From a cloud perspective, we may sell a one-year subscription. We’re going to recognize that revenue equally over that year. Sometimes those customers pay upfront and sometimes they don’t. That’s where the cash flow comes in. In the past, we haven’t had a big effort to collect that cash upfront. But we have started that initiative here in 2015, and we have seen that percentage increase. We still have a large percentage of our customers that aren’t paying upfront – that are paying either quarterly or monthly. That changes your cash flow stream.
How are you coping with that cash-flow delay?
We just did a convertible debt offering in May and raised $150 million. Besides strengthening our balance sheet, one of the reasons we did it was to make sure we were prepared if we transitioned to the cloud quicker than anticipated, since the premise business has been a cash generator.
M&A is unusually hot. How does Interactive Intelligence see the merger market right now?
That was another reason for the debt offering. We have done some acquisition activity in the past couple of years, and we wanted to have the ability to continue to do that if we found things that made sense.
There are a lot of small startups that crank out really cool technology that interests larger participants in the market. I’d say it’s pretty hot in the technology industry. When I think about our M&A activity in the last couple of years, one strategy we had was to go out and buy partners in a couple of the geographic areas where we believed it would benefit us to make those relationships direct and grow them.
I think we’ve done everything in that area we’re probably going to do. I don’t see us doing a lot of going out and purchasing a partner in a specific country. Where I see us continuing to look is those little tuck-in technology firms. What we’re going to look at is the question: Is there technology that will either sit on top of or beside our current platform that would allow our customers to provide better and more integrated services to their customers?
We always look to build things. But can we get there quicker by purchasing something from the outside, some technology that we can actually embed in our product that helps our customers with their customer service?
How are you dealing with cybersecurity?
It’s something we take very seriously, and cyber security reports through me. It’s important for our single-tenant cloud customers. The risk depends on how a customer is configured. Sometimes they’re configured so that all the data stay at their site. They can put a device on their premise that doesn’t house the software but houses their data. But there’s also another way they can implement our solution in which their data do flow up to our data center.

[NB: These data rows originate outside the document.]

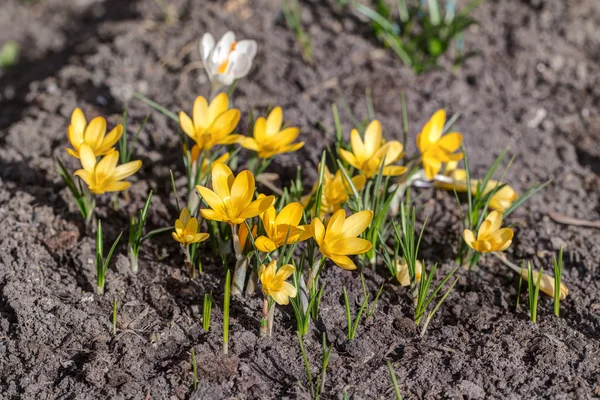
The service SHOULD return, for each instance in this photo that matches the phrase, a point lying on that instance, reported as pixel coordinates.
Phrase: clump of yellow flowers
(345, 219)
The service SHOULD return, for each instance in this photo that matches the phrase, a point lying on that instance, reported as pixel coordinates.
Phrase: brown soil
(534, 86)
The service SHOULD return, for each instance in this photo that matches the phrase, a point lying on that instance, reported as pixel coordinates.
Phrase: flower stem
(188, 260)
(241, 264)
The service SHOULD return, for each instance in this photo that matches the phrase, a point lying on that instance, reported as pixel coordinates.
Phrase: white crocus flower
(228, 60)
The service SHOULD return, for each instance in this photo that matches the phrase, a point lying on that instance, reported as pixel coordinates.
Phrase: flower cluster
(346, 219)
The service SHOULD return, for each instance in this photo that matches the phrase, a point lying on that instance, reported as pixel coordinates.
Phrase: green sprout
(316, 388)
(101, 262)
(352, 326)
(194, 369)
(558, 263)
(206, 310)
(226, 312)
(420, 35)
(293, 16)
(394, 381)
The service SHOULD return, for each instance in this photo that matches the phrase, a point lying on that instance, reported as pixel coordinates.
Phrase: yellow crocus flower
(212, 124)
(104, 175)
(230, 199)
(435, 148)
(280, 226)
(367, 156)
(273, 282)
(269, 139)
(500, 201)
(340, 238)
(490, 237)
(336, 191)
(94, 135)
(186, 229)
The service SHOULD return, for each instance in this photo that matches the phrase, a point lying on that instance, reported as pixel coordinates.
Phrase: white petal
(207, 44)
(223, 48)
(247, 47)
(239, 65)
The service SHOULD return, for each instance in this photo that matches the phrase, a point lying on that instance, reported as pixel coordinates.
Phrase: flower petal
(187, 125)
(318, 230)
(200, 114)
(242, 190)
(351, 246)
(343, 262)
(265, 244)
(123, 171)
(357, 223)
(373, 138)
(79, 124)
(257, 207)
(94, 133)
(211, 198)
(88, 158)
(222, 180)
(358, 147)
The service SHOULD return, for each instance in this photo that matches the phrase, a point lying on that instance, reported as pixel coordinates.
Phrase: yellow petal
(358, 147)
(94, 133)
(123, 171)
(318, 230)
(260, 130)
(350, 158)
(218, 106)
(469, 237)
(210, 197)
(225, 123)
(222, 180)
(192, 225)
(200, 237)
(187, 125)
(242, 190)
(280, 298)
(250, 144)
(75, 138)
(373, 139)
(284, 272)
(432, 166)
(265, 244)
(200, 114)
(184, 218)
(257, 207)
(85, 175)
(213, 215)
(451, 142)
(287, 136)
(274, 121)
(495, 219)
(109, 140)
(355, 224)
(335, 226)
(106, 167)
(394, 170)
(79, 124)
(351, 246)
(343, 262)
(116, 186)
(88, 158)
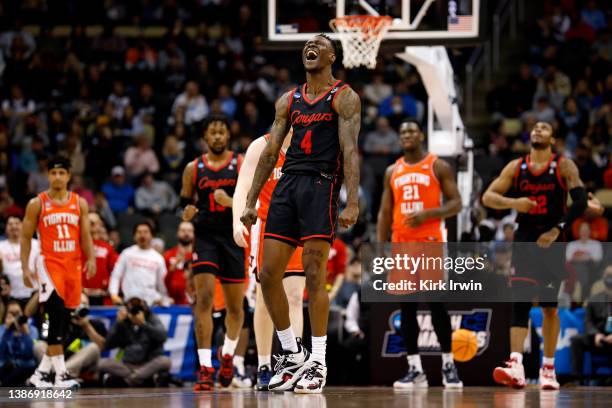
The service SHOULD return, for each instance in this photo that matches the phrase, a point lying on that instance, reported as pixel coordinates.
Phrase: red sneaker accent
(206, 379)
(226, 371)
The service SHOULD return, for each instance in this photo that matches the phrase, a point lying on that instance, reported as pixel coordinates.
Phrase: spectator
(118, 192)
(10, 260)
(597, 338)
(177, 259)
(96, 288)
(377, 91)
(154, 197)
(141, 335)
(83, 341)
(140, 270)
(141, 158)
(584, 256)
(17, 362)
(193, 105)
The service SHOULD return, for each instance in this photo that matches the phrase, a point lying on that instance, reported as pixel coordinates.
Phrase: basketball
(464, 345)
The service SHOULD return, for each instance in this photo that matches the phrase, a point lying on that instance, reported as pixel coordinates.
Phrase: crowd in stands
(128, 109)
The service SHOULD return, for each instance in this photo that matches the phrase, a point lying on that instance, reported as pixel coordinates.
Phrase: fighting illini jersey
(315, 147)
(416, 188)
(257, 233)
(207, 179)
(59, 232)
(547, 189)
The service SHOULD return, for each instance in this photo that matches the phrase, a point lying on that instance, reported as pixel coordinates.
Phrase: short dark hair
(334, 43)
(145, 223)
(412, 120)
(215, 117)
(59, 162)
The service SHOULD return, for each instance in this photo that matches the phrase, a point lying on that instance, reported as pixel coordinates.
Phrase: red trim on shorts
(290, 102)
(281, 237)
(308, 101)
(205, 263)
(316, 236)
(516, 172)
(230, 280)
(221, 166)
(337, 92)
(523, 279)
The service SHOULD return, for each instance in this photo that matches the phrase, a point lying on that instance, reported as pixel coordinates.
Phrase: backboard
(420, 21)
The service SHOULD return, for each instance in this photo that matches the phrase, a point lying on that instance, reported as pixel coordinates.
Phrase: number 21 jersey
(315, 147)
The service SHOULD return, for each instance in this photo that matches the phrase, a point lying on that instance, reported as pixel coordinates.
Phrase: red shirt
(105, 262)
(175, 280)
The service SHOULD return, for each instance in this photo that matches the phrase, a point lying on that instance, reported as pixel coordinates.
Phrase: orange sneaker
(206, 379)
(226, 370)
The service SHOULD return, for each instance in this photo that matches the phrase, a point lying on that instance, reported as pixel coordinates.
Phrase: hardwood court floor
(367, 397)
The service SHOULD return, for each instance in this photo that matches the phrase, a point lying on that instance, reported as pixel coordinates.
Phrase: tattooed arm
(268, 158)
(348, 106)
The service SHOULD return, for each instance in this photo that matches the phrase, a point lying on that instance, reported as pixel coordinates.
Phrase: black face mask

What are the challenges of working with a “visionary” CEO?
Don Brown is always looking, not only a couple of years down the road, but ten years down the road on what he thinks is going to be the next technology. Many years ago he saw the opportunity for cloud. Rather than having that software solution sitting at the customers’ sites, they can connect to our data centers and use that same service. The good thing about that is that I feel like we’re in great hands for the future.
The challenges of being a CFO and working with that kind of CEO is that he always wants to invest more in the business – and in research and development, particularly. We do need to invest in that, and our percent of R&D to revenue is higher than some of our competitors because we do put back more into the business and more into developing the future. But at the same time, we need to be aware of what impact that has on our financials and what our ultimate goals are. Sometimes we have to be scaling that back and at other times letting it flow.